5. Wipe each bulb by hand.
6. Deliver bulbs to greenhouse, sort for seed, & label.
A huge bottleneck arises at Step #5, and if I didn’t have such a big pool of staff and volunteers to call upon, I’d probably abandon it entirely. But last week, with the help of over a dozen people, spread over the course of several days, we cleaned thousands of bulbs. This week we’ll do it again. Is Step #5 worth it? Based on what I’m seeing in the greenhouse, the answer is an affirmative yes! Bulbs that are now one week into the curing process are clean with tight white skins, far better than what I’ve seen in the past (which was still pretty good). Does this mean we’ve found a system we’ll finally stick with? Too soon to say. For now, we’re just happy the 2022 harvest is looking so good.
We’re also celebrating the first harvest from our new blueberry bushes. These bushes are five years in the making. The first bushes were planted in Pond Field, the low-lying field easy walking distance to the Tin House. But the soil was heavy and the berries didn’t thrive, so eight years later, we began the process of transitioning to a new site. In 2017, we broke ground in Chapel Field and amended the soil with sulfur and woodchips to lower the pH. In 2018, when the pH still wasn’t right, we postponed planting and continued amending the soil. In 2019, we planted new bushes. That year, and for the next two years, we plucked all the flowers so the young plants could focus on root development. Finally, this year, it was time to let the CSA members in.
But not before setting up the bird nets. Birds are voracious berry eaters, and without nets, you could lose half the crop—or more! For years we used cheap vineyard netting—transparent nylon that snags on everything, including birds. Determined to do better this time, I purchased new nets whose weave and bright green color are less susceptible to snagging. The nets are manufactured in 100’ lengths, but our beds are 130’, so when the time came to cut and weave pieces together, I called Ann Holdgruen, our Tuesday CSA pickup host. Ann is also a 3-time Emmy award-winning puppet builder, and when I say puppet, I’m talking Kermit, Big Bird. Needless to say, she did a fine job on our humble nets. Now the nets are up, the pickers are picking, and Blueberries 2.0 has officially launched.
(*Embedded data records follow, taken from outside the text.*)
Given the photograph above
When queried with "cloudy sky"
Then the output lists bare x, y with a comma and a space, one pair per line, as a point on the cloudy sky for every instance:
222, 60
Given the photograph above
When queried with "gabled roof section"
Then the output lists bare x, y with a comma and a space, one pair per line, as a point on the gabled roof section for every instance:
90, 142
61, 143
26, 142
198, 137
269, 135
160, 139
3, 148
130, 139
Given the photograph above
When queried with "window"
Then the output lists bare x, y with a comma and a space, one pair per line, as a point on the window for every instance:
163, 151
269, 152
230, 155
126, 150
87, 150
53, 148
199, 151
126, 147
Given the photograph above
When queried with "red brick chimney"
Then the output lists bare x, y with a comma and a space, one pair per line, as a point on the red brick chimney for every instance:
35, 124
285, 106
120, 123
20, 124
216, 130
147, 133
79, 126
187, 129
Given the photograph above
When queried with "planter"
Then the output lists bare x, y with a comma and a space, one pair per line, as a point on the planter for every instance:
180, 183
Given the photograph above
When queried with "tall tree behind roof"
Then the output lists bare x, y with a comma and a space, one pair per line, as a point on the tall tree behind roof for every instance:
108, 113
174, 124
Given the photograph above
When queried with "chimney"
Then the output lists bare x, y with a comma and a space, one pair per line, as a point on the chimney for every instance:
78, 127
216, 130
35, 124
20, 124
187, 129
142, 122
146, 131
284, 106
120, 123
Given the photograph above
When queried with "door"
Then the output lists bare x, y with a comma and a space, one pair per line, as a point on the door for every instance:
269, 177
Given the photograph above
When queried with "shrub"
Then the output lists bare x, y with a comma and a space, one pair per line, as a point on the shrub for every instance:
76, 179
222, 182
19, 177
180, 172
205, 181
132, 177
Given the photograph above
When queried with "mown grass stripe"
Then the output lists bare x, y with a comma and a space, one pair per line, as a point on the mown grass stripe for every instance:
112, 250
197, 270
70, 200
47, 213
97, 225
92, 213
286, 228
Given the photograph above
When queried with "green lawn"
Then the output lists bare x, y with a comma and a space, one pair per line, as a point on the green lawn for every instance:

Some rain would be nice; it’s been over two weeks since we had a drop. The first dry week didn’t trouble us, as our drought-sensitive crops have adequate irrigation. Into the second week, however, with no rain on the horizon, we because to get nervous. That’s because we have yet another experiment underway—testing the limits of how much irrigation we can do without. In view of our heavy soil, the hassle of irrigation, and the fact that water is a precious resource, it seemed like a worthwhile experiment, so we skipped laying lines on the potatoes and sweet potatoes. Potatoes were an easy choice because 1) they do most of their growing May thru July, when the soil has plenty of moisture, and 2) we mulch the plants with leaves, further contributing to moisture retention. Sweet potatoes were a less obvious choice, but once they get past the establishment phase in June, they grow like wildfire. Had we known there'd be a drought, we probably would have shelved this experiment for another year. At this point, it’s too late to lay lines on the potatoes, and it wouldn’t do much good anyway—some varieties have already started to die back, according to their normal schedule. But it’s not too late for the sweet potatoes, which have yet to fully vine out. As I sit at home writing this newsletter, the crew is hustling to get a bunch of critical tasks knocked off the list (Faster, faster!) so they can get irrigation lines onto the sweet potatoes. Even if storm clouds roll in tonight and we end up not needing the lines, we’ll feel better knowing they’re there.
And with that, I’m off to join them. Faster, faster!